From: Jaap Suter (j.suter_at_[hidden])
Date: 2003-10-29 04:27:08
> > So can I assume Boost.Variant can detect non-throwability and act
> > accordingly (not do an allocation if not necessary)?
> Yes, via the type_traits library. Without compiler support, however, you
> likely will need to specialize the appropriate type_traits templates for
> your user-defined types.
Is it possible to document which type_traits specifically I need to
specialize. No hurries, and I haven't actually put in any effort to find out
which ones myself, but it might be nice.
> > Brian does bring up another point, which is the order of destruction and
> > construction. Is this garantueed, or merely a consequence of the current
> > implementation scheme? Is it possible to make the order of dtor and
> > (copy-)ctor an explicitly document feature that can be relied upon?
> It is not guaranteed. For example, since changing from double-storage to
> temporary heap backup, the order has reversed. I'm not sure what the
> value of a guaranteed order would be anyhow.

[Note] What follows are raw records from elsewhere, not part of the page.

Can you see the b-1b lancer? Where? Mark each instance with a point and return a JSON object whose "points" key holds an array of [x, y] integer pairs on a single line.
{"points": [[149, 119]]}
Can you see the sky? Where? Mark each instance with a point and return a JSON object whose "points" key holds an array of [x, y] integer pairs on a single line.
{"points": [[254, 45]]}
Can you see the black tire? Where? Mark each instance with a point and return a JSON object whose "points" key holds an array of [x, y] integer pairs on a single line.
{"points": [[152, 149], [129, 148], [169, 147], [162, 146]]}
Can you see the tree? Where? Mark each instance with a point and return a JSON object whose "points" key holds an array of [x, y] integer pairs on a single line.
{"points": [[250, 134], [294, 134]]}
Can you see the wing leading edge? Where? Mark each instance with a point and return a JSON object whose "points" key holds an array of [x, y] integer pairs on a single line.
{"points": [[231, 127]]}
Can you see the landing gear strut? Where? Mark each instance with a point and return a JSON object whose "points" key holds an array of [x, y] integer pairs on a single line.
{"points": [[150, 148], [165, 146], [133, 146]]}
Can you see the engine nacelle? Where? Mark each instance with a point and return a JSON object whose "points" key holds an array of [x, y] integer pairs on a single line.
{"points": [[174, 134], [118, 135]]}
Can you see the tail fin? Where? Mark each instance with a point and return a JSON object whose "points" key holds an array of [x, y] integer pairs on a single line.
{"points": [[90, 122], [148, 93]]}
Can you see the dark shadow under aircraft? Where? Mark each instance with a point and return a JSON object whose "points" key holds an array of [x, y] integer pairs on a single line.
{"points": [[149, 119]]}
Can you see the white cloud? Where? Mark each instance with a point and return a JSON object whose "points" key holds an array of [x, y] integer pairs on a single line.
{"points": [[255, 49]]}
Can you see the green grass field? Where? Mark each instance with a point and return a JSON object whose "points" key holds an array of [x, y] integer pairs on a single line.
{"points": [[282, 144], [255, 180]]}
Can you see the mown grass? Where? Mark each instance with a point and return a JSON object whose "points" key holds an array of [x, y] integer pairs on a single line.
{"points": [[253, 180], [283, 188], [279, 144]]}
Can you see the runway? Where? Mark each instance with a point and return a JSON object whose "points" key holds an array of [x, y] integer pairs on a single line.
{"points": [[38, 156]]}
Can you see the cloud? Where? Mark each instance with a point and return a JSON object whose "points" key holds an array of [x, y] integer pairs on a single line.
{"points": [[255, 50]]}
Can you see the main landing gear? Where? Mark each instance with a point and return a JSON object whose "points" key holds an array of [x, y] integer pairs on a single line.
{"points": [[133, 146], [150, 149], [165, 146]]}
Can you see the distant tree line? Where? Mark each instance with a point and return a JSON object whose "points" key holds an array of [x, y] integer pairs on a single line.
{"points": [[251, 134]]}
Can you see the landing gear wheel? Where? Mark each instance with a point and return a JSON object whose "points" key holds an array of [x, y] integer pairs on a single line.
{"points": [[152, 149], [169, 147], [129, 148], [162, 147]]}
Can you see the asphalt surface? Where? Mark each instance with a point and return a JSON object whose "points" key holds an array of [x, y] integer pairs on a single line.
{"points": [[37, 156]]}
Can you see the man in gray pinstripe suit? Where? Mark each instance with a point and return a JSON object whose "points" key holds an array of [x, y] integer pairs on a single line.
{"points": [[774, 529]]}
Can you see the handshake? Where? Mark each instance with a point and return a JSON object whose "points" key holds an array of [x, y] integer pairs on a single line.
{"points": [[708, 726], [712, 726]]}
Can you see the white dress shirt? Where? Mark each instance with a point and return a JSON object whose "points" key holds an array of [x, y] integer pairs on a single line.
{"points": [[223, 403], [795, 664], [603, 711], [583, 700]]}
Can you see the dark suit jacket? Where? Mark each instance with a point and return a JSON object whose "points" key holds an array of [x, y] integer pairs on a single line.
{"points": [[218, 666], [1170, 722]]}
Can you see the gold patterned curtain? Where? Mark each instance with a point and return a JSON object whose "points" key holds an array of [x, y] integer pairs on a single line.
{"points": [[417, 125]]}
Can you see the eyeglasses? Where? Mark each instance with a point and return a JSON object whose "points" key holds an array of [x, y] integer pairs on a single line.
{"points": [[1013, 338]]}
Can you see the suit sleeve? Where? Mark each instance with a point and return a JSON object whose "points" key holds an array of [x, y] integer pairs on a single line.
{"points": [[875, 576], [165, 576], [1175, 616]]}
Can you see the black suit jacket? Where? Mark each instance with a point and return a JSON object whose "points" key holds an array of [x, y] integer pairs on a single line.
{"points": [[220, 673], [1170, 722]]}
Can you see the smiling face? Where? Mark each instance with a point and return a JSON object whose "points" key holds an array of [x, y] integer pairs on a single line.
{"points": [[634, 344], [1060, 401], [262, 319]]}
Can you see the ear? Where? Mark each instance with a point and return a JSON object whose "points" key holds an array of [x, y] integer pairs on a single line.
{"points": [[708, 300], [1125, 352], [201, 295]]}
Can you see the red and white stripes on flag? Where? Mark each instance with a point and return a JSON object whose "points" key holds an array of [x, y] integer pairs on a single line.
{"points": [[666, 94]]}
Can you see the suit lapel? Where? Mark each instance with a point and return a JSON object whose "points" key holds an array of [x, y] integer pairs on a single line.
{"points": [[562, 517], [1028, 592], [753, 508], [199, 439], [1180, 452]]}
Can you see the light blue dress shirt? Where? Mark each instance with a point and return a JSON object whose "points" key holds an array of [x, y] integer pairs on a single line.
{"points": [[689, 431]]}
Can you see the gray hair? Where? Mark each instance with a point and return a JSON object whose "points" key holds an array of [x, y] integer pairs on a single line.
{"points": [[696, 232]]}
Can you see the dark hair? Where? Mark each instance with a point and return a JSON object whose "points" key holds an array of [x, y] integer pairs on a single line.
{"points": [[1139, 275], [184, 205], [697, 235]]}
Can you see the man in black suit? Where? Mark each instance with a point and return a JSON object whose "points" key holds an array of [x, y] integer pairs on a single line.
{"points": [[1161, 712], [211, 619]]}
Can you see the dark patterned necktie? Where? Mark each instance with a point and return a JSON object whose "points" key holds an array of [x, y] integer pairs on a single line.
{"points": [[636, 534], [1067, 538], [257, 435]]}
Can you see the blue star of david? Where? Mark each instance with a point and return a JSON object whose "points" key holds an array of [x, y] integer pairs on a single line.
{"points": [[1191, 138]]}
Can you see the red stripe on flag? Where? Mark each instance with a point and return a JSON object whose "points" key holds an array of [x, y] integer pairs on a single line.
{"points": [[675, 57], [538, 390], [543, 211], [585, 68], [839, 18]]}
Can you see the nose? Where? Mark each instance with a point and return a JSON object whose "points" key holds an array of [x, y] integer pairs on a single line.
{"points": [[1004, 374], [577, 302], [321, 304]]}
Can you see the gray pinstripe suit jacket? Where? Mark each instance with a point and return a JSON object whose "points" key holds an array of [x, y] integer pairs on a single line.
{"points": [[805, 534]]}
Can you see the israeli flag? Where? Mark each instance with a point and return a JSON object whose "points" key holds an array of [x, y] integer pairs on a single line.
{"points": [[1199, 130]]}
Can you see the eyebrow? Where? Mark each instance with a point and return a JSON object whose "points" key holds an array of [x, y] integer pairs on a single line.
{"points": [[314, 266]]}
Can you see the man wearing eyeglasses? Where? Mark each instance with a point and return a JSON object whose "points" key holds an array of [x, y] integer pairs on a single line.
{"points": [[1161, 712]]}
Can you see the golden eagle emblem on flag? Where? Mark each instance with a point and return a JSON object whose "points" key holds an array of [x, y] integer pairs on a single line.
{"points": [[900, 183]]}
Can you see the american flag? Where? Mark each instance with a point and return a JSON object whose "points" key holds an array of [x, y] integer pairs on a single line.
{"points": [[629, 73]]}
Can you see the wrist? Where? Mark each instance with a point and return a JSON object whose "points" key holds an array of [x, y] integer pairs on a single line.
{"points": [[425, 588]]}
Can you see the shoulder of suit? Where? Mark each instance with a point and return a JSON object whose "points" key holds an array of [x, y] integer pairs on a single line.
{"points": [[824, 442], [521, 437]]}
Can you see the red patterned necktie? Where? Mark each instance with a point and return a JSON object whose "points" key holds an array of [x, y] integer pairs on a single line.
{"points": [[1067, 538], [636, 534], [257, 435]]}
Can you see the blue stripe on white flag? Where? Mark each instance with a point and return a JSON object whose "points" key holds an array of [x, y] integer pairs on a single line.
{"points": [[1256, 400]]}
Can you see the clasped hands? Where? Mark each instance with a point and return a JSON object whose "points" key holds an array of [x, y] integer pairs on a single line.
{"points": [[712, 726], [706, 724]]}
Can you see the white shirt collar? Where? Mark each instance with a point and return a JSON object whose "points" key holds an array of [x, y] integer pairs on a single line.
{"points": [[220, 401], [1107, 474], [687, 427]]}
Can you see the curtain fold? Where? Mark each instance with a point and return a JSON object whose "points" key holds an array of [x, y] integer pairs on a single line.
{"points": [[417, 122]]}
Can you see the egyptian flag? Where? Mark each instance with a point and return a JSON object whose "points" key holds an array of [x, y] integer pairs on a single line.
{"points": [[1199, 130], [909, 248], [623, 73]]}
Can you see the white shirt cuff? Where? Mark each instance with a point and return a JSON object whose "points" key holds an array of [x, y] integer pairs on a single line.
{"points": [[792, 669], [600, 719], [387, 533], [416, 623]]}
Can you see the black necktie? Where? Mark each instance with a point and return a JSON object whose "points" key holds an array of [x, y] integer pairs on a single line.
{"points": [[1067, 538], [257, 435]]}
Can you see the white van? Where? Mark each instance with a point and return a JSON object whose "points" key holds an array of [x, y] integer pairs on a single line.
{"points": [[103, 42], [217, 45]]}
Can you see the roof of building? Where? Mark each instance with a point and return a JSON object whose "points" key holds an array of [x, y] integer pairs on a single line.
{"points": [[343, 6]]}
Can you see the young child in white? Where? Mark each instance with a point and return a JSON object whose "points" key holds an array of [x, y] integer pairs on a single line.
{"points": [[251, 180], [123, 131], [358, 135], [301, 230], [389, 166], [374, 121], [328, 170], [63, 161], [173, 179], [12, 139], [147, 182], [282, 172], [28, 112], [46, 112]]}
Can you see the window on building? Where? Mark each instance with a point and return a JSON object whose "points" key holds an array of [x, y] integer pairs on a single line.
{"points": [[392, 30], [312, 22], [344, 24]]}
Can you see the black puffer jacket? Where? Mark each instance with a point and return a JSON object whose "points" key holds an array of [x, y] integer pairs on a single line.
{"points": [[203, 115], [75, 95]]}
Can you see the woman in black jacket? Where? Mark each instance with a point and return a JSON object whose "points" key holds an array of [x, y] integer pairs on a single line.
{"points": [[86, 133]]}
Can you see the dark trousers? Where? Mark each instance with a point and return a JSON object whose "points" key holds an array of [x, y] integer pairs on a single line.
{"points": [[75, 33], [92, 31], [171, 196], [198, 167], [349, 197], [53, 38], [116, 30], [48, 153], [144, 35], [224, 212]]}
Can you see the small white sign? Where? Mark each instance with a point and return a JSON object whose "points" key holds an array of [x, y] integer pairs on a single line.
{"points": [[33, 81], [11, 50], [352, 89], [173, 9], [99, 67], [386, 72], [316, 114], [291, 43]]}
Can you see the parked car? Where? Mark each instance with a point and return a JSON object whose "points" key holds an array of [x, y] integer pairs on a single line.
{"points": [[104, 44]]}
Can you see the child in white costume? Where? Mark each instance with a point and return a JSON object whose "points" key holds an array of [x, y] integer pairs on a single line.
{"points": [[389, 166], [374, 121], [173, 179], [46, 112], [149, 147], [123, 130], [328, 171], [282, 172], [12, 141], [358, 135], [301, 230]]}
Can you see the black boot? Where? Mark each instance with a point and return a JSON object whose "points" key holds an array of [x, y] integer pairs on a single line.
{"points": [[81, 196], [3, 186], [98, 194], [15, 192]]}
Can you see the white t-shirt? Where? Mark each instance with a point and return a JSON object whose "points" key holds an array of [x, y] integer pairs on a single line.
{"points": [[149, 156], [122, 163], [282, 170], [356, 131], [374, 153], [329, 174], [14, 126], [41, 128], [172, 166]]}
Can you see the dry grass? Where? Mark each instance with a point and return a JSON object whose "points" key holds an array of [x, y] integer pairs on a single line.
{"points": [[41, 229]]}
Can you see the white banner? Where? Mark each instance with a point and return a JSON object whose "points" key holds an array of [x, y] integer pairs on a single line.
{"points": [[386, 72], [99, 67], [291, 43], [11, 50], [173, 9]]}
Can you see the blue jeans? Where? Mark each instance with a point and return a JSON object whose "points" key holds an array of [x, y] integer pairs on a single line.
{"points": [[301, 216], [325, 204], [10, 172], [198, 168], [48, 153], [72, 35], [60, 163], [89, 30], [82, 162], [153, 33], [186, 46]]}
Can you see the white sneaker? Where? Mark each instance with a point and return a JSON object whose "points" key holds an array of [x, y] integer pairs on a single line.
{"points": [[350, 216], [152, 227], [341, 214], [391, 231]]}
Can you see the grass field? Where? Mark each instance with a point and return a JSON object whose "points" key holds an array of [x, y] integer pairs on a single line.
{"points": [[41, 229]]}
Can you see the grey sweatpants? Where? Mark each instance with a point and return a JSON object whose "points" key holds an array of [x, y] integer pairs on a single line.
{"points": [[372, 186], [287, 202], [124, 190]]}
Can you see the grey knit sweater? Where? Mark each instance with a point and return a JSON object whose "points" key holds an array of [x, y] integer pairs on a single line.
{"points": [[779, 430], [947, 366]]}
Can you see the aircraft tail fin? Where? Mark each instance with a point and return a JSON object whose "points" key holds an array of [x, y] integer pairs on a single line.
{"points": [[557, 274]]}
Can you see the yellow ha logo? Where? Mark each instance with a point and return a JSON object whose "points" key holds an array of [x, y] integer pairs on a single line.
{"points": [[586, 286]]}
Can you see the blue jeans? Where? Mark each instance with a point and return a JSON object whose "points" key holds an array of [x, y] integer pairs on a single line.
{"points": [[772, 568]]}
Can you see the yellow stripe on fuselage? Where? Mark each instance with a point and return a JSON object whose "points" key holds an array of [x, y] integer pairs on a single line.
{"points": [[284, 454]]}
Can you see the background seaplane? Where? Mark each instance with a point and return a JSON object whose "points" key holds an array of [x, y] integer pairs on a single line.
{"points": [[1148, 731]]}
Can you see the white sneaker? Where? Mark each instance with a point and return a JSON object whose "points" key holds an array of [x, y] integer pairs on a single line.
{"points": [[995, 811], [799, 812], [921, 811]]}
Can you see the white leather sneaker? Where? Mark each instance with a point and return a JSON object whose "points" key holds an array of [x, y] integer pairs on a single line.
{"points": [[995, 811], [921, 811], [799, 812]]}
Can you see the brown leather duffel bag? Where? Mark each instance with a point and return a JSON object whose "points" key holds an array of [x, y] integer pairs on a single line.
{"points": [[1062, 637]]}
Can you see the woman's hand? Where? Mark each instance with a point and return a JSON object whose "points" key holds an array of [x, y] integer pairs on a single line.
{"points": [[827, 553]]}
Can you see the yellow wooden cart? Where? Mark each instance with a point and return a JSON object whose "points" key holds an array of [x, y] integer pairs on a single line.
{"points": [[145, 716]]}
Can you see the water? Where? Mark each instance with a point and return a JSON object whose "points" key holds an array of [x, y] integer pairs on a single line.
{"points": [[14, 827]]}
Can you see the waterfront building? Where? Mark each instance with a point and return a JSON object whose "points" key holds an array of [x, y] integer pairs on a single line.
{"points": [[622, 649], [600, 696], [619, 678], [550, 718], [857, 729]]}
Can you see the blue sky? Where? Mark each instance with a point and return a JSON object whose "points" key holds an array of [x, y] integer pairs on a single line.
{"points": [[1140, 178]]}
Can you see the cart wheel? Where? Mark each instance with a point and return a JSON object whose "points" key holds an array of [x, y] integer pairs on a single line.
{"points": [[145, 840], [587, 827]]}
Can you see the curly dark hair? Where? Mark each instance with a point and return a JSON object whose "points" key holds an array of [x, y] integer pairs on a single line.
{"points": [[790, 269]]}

Well, it allows me to do exactly the thing posted in the original message;
implement a state machine where state entries and exits are implemented
through ctors and dtors. I can probably think of a few other cases where
such a defined order can be exploited too.
Personally, I think it makes sense conceptually too. If I use the assignment
operator on any other class, then in a sense the existing state is destroyed
first, and then the new state is copied in. I'm not saying that it's
implemented like that (as no sane person would do), but the similarities are
there. I think it makes sense to let variant behave the same.
On the other hand, I can also do what I am doing as a hack now, and use
boost::empty as follows:
variant<boost::empty, foo, bar> v;
v = foo();
v = boost::empty(); // make sure that foo is destroyed first;
v = bar(); // and then construct bar.
With an in_place construct, this wouldn't even be any slower than allowing
the actual implementation to define the order.
> I think this would be better handled with code such as the following:
> int p = mpl::index_of< my_variant::types, float >::value;
> Unfortunately, mpl::index_of does not yet exist. Perhaps this is enough
> motivation for me to finally create it.
That makes sense, and I wrote exactly that today actually :). It was
template<class Sequence, class Element>
struct index_of : mpl::distance<
typename mpl::find<Sequence, Element>::type
Probably the coding style isn't mpl compatible, but it's just to prove that
it's an easy enough addition.
Anyway, my work lead to the following questions:
1. I'm using MSVC 7.0, which means I can't use the variant<list<types> >
method. Is this really not implementable on 7.0, or is it simply too much
work. I thought of a few ways myself to do it without PTS, but I'm probably
2. Is the 'variant::types' typedef a type that models the mpl::sequence
concept? I tried running a few algorithms over it, but not everything
compiled. Therefore, as an temporary solution, I'm now simply defining both
a vector of types, and a variant of the same types (not using the vector
because I'm on MSVC). When I need to get the index, I just apply index_of to
the vector, instead of using variant::types.